Token embeddings shape: torch.Size([8, 4, 256])
  → (batch_size=8, sequence_length=4, embedding_dim=256)

Each of the 8 sequences has 4 tokens,
and each token is now a 256-dimensional vector.


## Part 3: Positional Embeddings

**Problem:** Token embeddings alone don't capture word order!
- The embeddings for "dog bites man" would be identical to "man bites dog"

**Solution:** Add positional embeddings
- Each position (0, 1, 2, 3, ...) gets its own learnable embedding
- These are added to token embeddings to inject position information

Let's create positional embeddings for our sequence.

In [89]:
# Create positional embedding layer
# We need one embedding for each possible position in our context
pos_embedding_layer = torch.nn.Embedding(CONTEXT_LENGTH, GPT2_EMBEDDING_DIM)

print(f"Positional embedding layer: {CONTEXT_LENGTH} positions → {GPT2_EMBEDDING_DIM}D vectors")
print(f"This means we can handle sequences up to {CONTEXT_LENGTH} tokens long")

# Uncomment to see the positional embedding weights
# print("\nPositional embedding weights:")
# print(pos_embedding_layer.weight)

Positional embedding layer: 4 positions → 256D vectors
This means we can handle sequences up to 4 tokens long


In [91]:
# Generate positional embeddings for positions [0, 1, 2, 3]
position_indices = torch.arange(CONTEXT_LENGTH)
pos_embeddings = pos_embedding_layer(position_indices)

print(f"Position indices: {position_indices}")
print(f"Positional embeddings shape: {pos_embeddings.shape}")
print(f"  → (sequence_length={CONTEXT_LENGTH}, embedding_dim={GPT2_EMBEDDING_DIM})")

# Uncomment to see the actual positional embedding values
# print("\nPositional embeddings:\n", pos_embeddings)

Position indices: tensor([0, 1, 2, 3])
Positional embeddings shape: torch.Size([4, 256])
  → (sequence_length=4, embedding_dim=256)
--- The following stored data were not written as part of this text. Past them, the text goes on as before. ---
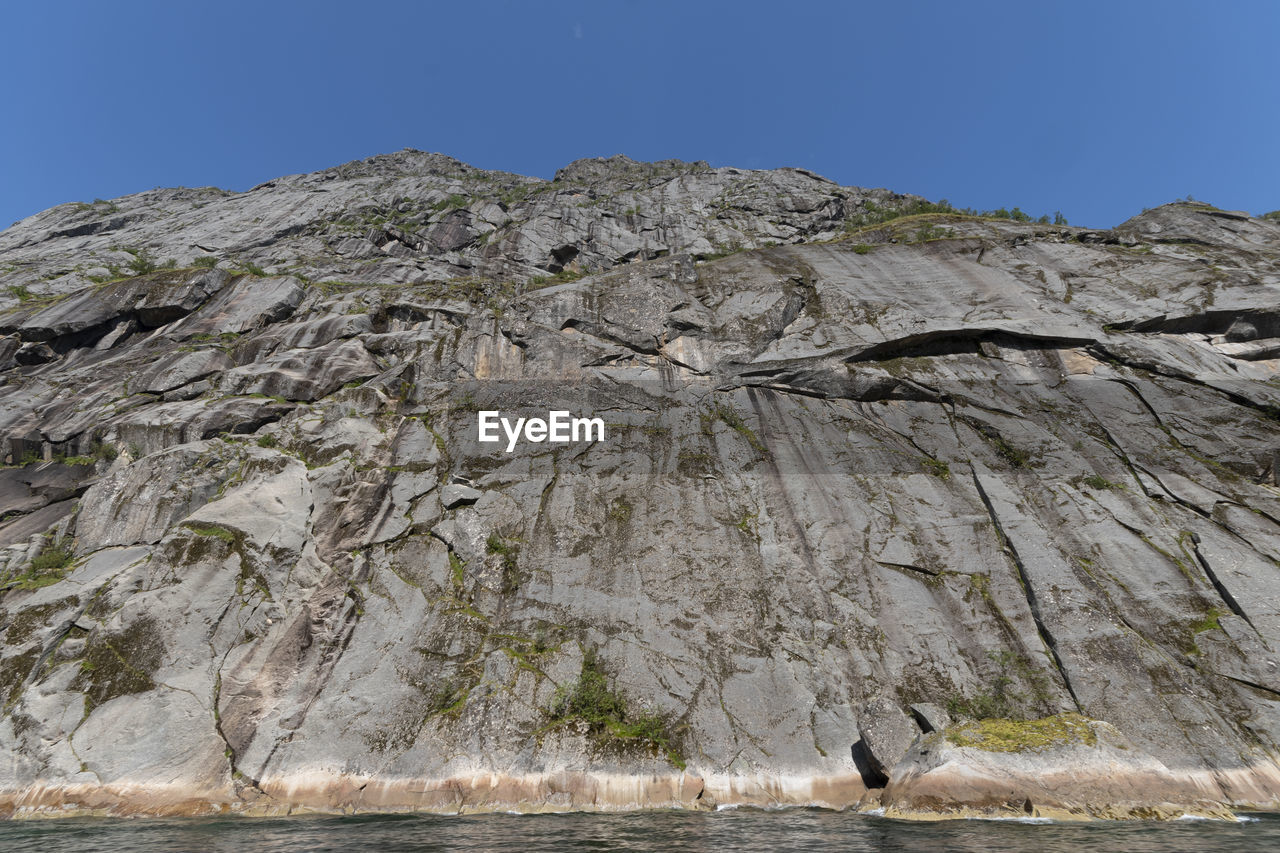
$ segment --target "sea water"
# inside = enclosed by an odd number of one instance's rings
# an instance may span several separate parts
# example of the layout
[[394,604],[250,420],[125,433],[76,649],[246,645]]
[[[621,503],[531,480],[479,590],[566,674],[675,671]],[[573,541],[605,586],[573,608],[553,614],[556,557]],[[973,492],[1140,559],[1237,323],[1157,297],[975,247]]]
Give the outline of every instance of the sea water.
[[1280,850],[1280,815],[1238,822],[909,822],[815,809],[627,814],[70,818],[0,823],[0,850],[37,853],[373,850],[1034,851]]

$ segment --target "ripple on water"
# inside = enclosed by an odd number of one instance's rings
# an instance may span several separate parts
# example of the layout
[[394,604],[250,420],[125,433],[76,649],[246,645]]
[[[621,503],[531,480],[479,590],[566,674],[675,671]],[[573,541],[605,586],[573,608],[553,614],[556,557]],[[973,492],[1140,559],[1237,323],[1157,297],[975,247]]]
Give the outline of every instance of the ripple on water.
[[521,853],[586,850],[1024,851],[1132,853],[1212,849],[1280,850],[1280,815],[1237,822],[1055,823],[1012,820],[895,821],[820,809],[725,809],[621,814],[306,816],[294,818],[95,819],[0,823],[0,850],[40,853],[378,853],[517,848]]

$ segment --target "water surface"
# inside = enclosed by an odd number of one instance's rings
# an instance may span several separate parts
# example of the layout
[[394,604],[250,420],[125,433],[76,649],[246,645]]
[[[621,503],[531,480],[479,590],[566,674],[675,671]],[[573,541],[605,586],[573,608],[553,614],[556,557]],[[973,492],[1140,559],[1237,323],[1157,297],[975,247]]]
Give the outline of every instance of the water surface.
[[0,850],[302,853],[376,850],[1034,851],[1280,850],[1280,815],[1240,823],[914,823],[813,809],[631,814],[72,818],[0,823]]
## Part 4: Combining Token and Positional Embeddings

The final input embeddings = token embeddings + positional embeddings

**Broadcasting in PyTorch:**
- `token_embeddings`: shape `[8, 4, 256]` (batch, sequence, embedding)
- `pos_embeddings`: shape `[4, 256]` (sequence, embedding)
- PyTorch automatically broadcasts pos_embeddings across the batch dimension
- Result: shape `[8, 4, 256]`

This means every sequence in the batch gets the same positional encoding added to it.

In [92]:
# Combine token and positional embeddings
input_embeddings = token_embeddings + pos_embeddings

print(f"Token embeddings shape:      {token_embeddings.shape}")
print(f"Positional embeddings shape: {pos_embeddings.shape}")
print(f"Input embeddings shape:      {input_embeddings.shape}")
print(f"\n✓ Broadcasting worked! Positional embeddings added to each sequence in the batch.")

# Uncomment to see the final input embeddings
# print("\nInput embeddings:\n", input_embeddings)
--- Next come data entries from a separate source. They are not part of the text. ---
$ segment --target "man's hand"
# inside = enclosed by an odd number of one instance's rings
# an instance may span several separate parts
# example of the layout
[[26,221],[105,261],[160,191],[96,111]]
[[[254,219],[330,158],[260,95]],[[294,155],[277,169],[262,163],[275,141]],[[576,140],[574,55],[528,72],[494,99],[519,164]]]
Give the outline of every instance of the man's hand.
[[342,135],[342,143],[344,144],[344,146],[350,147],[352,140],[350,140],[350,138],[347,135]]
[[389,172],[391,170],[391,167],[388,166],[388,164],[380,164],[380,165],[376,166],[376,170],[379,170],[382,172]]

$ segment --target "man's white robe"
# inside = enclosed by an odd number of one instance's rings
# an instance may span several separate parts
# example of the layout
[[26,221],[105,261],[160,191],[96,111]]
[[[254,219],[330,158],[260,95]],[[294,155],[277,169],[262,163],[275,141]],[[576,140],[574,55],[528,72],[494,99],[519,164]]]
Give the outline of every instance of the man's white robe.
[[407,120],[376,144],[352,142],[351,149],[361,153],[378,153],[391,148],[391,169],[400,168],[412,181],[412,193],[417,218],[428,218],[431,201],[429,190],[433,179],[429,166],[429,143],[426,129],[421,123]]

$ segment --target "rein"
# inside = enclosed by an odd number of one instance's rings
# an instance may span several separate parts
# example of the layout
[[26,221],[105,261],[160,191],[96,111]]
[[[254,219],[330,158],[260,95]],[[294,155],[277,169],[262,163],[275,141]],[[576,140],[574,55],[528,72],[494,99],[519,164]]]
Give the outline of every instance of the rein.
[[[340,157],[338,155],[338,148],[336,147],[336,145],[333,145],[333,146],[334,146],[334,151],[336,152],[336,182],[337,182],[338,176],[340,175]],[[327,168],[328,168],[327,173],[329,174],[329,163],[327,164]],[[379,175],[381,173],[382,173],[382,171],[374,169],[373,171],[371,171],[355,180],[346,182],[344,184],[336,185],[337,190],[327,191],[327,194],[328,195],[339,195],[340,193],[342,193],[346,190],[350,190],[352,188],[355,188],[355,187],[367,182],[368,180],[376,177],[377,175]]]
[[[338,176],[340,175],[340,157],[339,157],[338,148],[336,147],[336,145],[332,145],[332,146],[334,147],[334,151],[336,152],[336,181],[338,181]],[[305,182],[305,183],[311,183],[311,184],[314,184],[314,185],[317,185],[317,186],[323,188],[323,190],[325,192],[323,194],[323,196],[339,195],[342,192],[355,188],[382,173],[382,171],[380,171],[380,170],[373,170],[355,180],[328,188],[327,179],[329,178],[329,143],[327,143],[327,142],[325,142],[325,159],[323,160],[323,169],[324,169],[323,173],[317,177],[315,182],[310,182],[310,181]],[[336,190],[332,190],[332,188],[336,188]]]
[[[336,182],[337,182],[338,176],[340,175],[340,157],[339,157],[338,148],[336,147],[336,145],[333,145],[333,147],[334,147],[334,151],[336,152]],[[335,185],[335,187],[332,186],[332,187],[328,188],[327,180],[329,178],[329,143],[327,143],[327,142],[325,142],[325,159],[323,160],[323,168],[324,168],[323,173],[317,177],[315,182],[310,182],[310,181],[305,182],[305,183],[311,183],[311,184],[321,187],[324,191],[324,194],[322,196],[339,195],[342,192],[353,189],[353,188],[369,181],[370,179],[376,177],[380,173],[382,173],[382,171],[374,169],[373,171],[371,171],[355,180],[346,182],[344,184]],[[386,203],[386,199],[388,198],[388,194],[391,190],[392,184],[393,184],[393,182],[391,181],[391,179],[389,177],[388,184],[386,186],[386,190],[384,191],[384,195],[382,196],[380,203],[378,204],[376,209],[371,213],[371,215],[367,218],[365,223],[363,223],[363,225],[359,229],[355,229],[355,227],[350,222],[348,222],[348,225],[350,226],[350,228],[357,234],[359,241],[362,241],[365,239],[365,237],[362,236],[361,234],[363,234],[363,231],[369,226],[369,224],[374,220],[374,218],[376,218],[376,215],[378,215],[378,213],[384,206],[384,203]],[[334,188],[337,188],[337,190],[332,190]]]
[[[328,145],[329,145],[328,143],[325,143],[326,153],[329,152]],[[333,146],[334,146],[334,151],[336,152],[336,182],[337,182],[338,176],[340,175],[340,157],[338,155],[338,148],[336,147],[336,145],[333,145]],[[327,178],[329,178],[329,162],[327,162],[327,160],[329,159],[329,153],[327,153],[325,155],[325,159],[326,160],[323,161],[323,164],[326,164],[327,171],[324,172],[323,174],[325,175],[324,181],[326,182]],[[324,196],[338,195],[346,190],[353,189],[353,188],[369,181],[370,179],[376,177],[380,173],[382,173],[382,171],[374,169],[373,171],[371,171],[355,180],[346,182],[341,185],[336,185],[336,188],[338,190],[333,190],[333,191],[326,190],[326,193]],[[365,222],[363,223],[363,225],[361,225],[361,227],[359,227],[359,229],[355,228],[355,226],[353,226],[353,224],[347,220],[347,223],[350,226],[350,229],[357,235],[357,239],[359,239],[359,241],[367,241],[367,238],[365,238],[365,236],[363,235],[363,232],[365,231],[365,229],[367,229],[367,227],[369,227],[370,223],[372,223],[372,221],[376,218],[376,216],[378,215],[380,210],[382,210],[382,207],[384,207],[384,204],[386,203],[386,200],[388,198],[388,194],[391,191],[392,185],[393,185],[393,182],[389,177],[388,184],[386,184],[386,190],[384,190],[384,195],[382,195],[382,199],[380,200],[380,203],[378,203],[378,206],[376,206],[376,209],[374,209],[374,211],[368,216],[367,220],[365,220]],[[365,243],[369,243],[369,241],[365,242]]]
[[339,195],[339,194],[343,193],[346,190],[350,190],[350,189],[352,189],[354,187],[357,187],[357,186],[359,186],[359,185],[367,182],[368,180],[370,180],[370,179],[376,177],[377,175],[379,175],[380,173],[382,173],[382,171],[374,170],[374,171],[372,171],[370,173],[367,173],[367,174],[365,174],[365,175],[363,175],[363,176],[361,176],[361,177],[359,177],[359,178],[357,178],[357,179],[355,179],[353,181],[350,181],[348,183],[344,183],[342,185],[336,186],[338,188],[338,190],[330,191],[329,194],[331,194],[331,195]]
Token embeddings shape:      torch.Size([8, 4, 256])
Positional embeddings shape: torch.Size([4, 256])
Input embeddings shape:      torch.Size([8, 4, 256])
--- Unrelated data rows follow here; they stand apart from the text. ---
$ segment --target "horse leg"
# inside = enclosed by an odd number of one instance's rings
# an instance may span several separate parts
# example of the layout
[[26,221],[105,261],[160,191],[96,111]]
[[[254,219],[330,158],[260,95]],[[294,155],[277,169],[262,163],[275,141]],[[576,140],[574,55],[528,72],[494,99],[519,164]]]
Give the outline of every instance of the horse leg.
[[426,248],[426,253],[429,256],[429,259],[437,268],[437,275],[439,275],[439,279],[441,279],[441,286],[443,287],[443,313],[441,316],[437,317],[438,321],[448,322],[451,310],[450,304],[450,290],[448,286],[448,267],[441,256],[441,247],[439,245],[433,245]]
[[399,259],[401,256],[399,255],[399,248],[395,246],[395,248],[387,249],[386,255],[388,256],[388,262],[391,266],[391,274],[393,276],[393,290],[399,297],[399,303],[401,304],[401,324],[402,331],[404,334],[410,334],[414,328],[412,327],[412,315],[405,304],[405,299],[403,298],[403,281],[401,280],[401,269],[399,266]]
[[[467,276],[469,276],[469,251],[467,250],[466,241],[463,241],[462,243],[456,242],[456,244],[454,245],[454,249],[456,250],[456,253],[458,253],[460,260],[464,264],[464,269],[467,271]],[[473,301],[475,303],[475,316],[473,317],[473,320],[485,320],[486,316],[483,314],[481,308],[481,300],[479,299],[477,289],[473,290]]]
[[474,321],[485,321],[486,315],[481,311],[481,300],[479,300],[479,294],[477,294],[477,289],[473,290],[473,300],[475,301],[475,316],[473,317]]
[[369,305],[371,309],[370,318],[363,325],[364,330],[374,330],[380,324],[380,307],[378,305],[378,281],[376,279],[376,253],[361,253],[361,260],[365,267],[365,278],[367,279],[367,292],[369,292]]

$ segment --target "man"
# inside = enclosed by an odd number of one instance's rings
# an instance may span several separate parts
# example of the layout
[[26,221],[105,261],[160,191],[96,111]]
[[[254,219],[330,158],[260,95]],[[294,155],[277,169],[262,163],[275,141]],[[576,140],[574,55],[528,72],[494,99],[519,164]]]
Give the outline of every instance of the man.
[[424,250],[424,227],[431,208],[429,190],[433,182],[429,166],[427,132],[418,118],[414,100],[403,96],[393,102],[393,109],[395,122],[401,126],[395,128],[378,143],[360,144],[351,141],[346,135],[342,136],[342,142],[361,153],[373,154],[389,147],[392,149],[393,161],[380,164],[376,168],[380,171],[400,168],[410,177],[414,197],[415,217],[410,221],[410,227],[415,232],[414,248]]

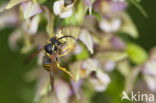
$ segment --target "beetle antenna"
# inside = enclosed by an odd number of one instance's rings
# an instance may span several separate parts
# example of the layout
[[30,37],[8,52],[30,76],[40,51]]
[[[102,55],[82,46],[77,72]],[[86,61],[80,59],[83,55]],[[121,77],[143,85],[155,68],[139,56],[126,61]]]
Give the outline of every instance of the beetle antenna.
[[55,36],[57,34],[57,30],[58,30],[58,28],[59,28],[62,21],[63,21],[63,19],[61,18],[60,21],[58,22],[58,24],[56,25],[56,28],[55,28],[55,31],[54,31]]
[[57,40],[60,40],[60,39],[63,39],[63,38],[72,38],[72,39],[74,39],[76,42],[77,42],[77,39],[75,39],[73,36],[71,36],[71,35],[65,35],[65,36],[62,36],[62,37],[60,37],[59,39],[57,39]]

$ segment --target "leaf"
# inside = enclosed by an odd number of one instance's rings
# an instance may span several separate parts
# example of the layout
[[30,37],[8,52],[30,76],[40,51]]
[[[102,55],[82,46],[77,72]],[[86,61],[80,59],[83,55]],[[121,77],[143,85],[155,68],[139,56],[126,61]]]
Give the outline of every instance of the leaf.
[[14,7],[15,5],[19,4],[19,3],[22,3],[24,1],[27,1],[27,0],[11,0],[8,5],[6,6],[6,9],[10,9],[12,7]]
[[122,14],[123,24],[120,31],[127,33],[128,35],[132,36],[133,38],[138,38],[139,34],[137,31],[137,27],[133,23],[132,19],[127,13]]
[[91,34],[87,30],[83,29],[80,33],[79,39],[86,45],[91,54],[93,54],[93,38]]
[[146,53],[146,51],[142,47],[134,43],[127,44],[126,52],[128,53],[131,61],[136,64],[142,64],[148,58],[148,54]]
[[25,19],[28,19],[42,12],[40,5],[32,1],[22,3],[22,9],[23,9],[23,14]]
[[145,16],[148,17],[148,14],[144,10],[144,8],[136,1],[136,0],[128,0],[131,4],[136,6],[136,8]]

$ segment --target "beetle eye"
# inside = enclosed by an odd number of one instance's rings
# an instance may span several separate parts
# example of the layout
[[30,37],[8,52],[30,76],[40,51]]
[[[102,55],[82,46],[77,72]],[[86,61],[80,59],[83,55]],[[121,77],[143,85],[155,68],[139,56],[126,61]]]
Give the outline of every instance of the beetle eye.
[[55,44],[55,45],[60,45],[61,42],[59,42],[58,40],[56,40],[56,38],[51,38],[50,41]]
[[51,41],[51,42],[54,42],[54,41],[55,41],[55,38],[51,38],[50,41]]

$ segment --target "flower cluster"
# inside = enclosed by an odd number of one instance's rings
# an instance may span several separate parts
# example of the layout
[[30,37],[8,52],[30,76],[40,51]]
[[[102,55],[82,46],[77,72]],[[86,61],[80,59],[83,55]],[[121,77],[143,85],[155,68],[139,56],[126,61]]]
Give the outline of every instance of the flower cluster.
[[[139,36],[126,12],[129,4],[127,0],[10,0],[0,8],[0,28],[16,27],[9,37],[12,50],[19,49],[17,42],[21,40],[23,54],[40,48],[54,36],[60,18],[63,22],[58,32],[79,40],[72,52],[61,58],[61,65],[69,69],[76,81],[58,71],[54,93],[49,72],[39,69],[43,53],[39,54],[39,67],[26,74],[27,79],[38,81],[35,102],[90,103],[96,92],[107,90],[115,69],[125,79],[123,91],[133,89],[138,74],[156,91],[156,50],[152,49],[148,59],[142,47],[124,38]],[[73,43],[70,39],[66,42],[69,46]]]

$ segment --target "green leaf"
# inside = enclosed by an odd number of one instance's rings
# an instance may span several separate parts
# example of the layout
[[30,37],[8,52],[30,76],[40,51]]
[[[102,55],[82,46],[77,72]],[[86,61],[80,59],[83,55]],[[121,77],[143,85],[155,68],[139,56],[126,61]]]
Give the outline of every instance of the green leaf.
[[139,2],[137,2],[137,0],[128,0],[131,4],[133,4],[134,6],[136,6],[136,8],[145,16],[148,17],[148,14],[146,13],[146,11],[144,10],[144,8],[139,4]]
[[128,43],[126,51],[131,61],[135,64],[142,64],[148,58],[148,54],[146,53],[146,51],[142,47],[134,43]]

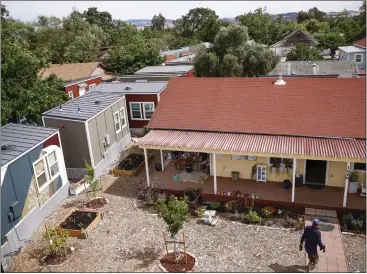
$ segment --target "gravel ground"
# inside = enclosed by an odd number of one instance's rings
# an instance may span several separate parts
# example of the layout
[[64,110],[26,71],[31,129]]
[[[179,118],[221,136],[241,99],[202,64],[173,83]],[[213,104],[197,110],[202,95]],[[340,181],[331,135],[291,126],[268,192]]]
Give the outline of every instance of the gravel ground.
[[366,273],[366,238],[342,234],[349,272]]
[[[140,177],[105,175],[103,188],[109,203],[104,220],[86,240],[69,238],[75,251],[59,266],[41,266],[46,243],[44,225],[10,262],[14,272],[161,272],[157,259],[163,252],[165,225],[155,214],[135,207]],[[48,218],[59,223],[73,208],[83,208],[85,195],[66,199]],[[304,272],[305,257],[299,252],[301,232],[246,226],[219,220],[217,226],[190,219],[184,232],[188,251],[196,256],[197,272]]]

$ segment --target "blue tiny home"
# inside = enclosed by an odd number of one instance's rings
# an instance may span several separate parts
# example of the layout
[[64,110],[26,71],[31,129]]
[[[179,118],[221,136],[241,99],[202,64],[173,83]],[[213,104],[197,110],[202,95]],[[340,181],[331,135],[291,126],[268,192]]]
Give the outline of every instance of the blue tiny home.
[[59,130],[1,127],[1,258],[18,250],[68,196]]

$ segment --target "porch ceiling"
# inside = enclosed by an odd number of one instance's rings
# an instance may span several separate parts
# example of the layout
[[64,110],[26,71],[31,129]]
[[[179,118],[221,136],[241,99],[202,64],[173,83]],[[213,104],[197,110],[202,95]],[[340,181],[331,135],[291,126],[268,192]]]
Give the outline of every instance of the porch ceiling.
[[139,147],[366,162],[366,140],[151,130]]

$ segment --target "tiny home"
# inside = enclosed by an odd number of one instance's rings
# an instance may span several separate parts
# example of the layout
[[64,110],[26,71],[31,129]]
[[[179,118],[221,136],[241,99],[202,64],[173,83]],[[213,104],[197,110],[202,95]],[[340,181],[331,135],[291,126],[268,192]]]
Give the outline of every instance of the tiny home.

✓ Broadcasting worked! Positional embeddings added to each sequence in the batch.


## Summary

**What we learned:**

1. **Token Embeddings**: Convert discrete token IDs → continuous vectors
2. **Positional Embeddings**: Encode position information for each token
3. **Input Embeddings**: Token + Positional embeddings = what the model actually processes

**Key dimensions for GPT-2:**
- Vocabulary size: 50,257 tokens
- Embedding dimension: 256 (in this tutorial; GPT-2 uses 768)
- Context length: 4 tokens (GPT-2 uses 1024)

These input embeddings are now ready to be fed into the transformer's attention layers!